Firms seek to create value from economies of scope through two basic kinds of operational economies: sharing activities (operational relatedness) and transferring corporate-level core competencies (corporate relatedness). The difference between sharing activities and transferring competencies is based on how separate resources are jointly used to create economies of scope. To create economies of scope, tangible resources, such as plant and equipment or other business-unit physical assets, often must be shared. Less tangible resources, such as manufacturing know-how, also can be shared. However, know-how transferred between separate activities with no physical or tangible resource involved is a transfer of a corporate-level core competence, not an operational sharing of activities.

Some firms using a related diversification strategy engage in vertical integration to gain market power. Vertical integration exists when a company produces its own inputs (backward integration) or owns its own source of output distribution (forward integration). In some instances, firms partially integrate their operations, producing and selling their products by using company businesses as well as outside sources.
Vertical integration is commonly used in the firm’s core business to gain market power over rivals. Market power is gained as the firm develops the ability to save on its operations, avoid market costs, improve product quality, and, possibly, protect its technology from imitation by rivals. Market power also is created when firms have strong ties between their assets for which no market prices exist. Establishing a market price would result in high search and transaction costs, so firms seek to vertically integrate rather than remain separate businesses.

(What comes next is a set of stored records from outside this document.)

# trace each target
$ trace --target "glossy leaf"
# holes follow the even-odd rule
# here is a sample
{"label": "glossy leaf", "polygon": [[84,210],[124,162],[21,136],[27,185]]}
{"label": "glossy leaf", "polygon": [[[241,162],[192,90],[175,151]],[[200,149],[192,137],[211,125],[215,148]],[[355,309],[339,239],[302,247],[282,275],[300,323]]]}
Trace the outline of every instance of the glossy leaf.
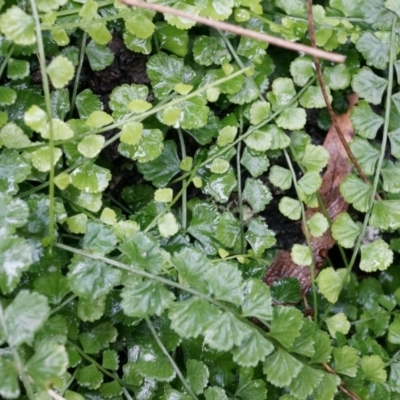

Firms do not seek either operational relatedness or corporate relatedness when using the unrelated diversification corporate-level strategy. An unrelated diversification strategy can create value through two types of financial economies. Financial economies are cost savings realized through improved allocations of financial resources based on investments inside or outside the firm.
Efficient internal capital allocations can lead to financial economies. Efficient internal capital allocations reduce risk among the firm’s businesses—for example, by leading to the development of a portfolio of businesses with different risk profiles. The second type of financial economy concerns the purchasing of other corporations and then the restructuring of their assets. Here, the diversified firm buys another company, restructures that company’s assets in ways that allow it to operate more profitably, and then sells the company for a profit in the external market.